Firstly, this is going to come off as strange, and seemingly pointless. It may come off as if I am bragging or that I am a crazy person. You don't have to believe me, and that's not really what this is about. Currently, this journal is just to have a record and date attached to a few statements for use in the future.


Secondly, I am sorry this is so long!


Purple Crystal Cluster HERE IS THE SCOOP. Blue Crystal Cluster

God has promised me a few things as incentive so that I will trust in Him, and step ahead in faith regarding my art, books, and future content creations.

Shooting Star 1. God has promised me that He will increase my art skills 5-6x faster than the average artist... (because I am so far behind in this area due to struggling a lot in my life)

Shooting Star (Right) 2. My children's book will do really well, and I will be very well known for them. They will help and impact hundreds of thousands of people.

Shooting Star 3. I will be attracting a great deal of support with my stories, and as long as I am a good steward with what He blesses me with, I will have more money than I know what to do with. (Hoping to use this to help a lot of people and animals out)

Shooting Star (Right) 4. I post publicly all of these things that He has promised me, BEFORE He starts showcasing me and my creations to the world. He wants there to be a record of me talking about the things He has promised in advance so that others may see how much He cares and wants to prosper His children. Or anyone for that matter. He blesses people all the time, regardless of whether or not they love or believe in Him. But His power goes extra into those who love, have a relationship with and trust Him.


Again, I want to state that this is really awkward for me to type out. I am not usually the kind of person to pop on the internet and start going on and on and on about my relationship with God. But, this is part of the deal He has made with me, and I am following through.


I apologize if this has made anyone uncomfortable. That is not my intention. And a special apology to anyone out there that has been hurt by someone who claimed to be a Christian, and used it to justify their narcissism or abusive, controlling behavior.

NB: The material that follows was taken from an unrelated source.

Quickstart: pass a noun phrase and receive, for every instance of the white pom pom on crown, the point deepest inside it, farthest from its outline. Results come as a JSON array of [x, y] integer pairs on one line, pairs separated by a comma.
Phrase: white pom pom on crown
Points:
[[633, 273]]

If you have actually managed to read this whole journal to the end, WOW. Thank you! Extra appreciation out to you! Much, much love especially. Love Tards


I will be making another journal next week when my kick starter launches for my very first children's book! Pretty nervous! BUT, I genuinely hope that it helps all those out there that have been made to feel like they are worth less, or not as good as those around them. I want you to know that you have value. Regardless of what you think of yourself.


Thanks so much for reading! See you in the next journal!